High customization costs and reduction of natural mobility put current rehabilitative knee braces at a disadvantage. A
resolution to this problem is to integrate a Magnetorheological (MR) fluid-based joint into the system. A MR joint will
allow patients to apply and control a resistive torque to knee flexion and extension. The resistance torque can also be
continuously adjusted as a function of extension angle and patient strength (or as a function of time), which is currently
impossible with state of the art rehabilitative knee braces. A novel MR fluid-based controllable knee brace is designed
and prototyped in this research. The device exhibits large resistive torque in the on-state and low resistance in the offstate.

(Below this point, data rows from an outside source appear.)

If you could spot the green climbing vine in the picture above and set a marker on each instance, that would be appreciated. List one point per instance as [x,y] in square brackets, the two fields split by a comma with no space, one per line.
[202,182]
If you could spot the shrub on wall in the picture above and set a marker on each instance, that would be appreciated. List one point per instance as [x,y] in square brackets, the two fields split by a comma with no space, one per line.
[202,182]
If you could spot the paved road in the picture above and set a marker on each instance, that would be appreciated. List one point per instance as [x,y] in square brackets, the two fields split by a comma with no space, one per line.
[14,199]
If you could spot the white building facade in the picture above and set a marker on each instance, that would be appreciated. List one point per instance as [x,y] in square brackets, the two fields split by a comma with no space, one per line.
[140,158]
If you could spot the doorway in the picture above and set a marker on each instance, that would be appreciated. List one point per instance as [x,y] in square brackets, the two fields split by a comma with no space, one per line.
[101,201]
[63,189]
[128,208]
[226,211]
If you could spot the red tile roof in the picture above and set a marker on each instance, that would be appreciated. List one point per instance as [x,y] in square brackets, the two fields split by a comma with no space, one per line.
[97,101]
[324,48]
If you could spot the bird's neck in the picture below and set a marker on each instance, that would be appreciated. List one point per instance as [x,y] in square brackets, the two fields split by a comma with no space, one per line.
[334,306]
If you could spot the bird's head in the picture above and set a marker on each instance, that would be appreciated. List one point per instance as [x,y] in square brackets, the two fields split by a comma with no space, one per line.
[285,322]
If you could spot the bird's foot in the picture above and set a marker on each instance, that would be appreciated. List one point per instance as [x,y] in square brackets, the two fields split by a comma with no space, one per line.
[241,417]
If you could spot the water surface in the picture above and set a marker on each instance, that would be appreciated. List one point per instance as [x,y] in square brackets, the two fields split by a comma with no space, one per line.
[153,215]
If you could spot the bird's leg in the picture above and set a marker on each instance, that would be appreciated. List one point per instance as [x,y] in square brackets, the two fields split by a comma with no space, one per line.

The controllable variable stiffness, compactness, and portability of the system make it a proper alternative to
current rehabilitative knee braces.
The disadvantage of current knee braces ranges from high cost for customization to a loss in physical mobility and limited rehabilitative value. One approach to solving this problem is to use a Magnetorheological (MR) device to make the knee brace have a controllable resistance. Our design solution is to replace the manufacturer's joint with an rotary MR fluid based shear damper. The device is designed based on a maximum yield stress, a corresponding magnetic field, a torque and the MR fluid viscosity. The analytical and experimental results show the advantages and the feasibility of using the proposed MR based controllable knee braces.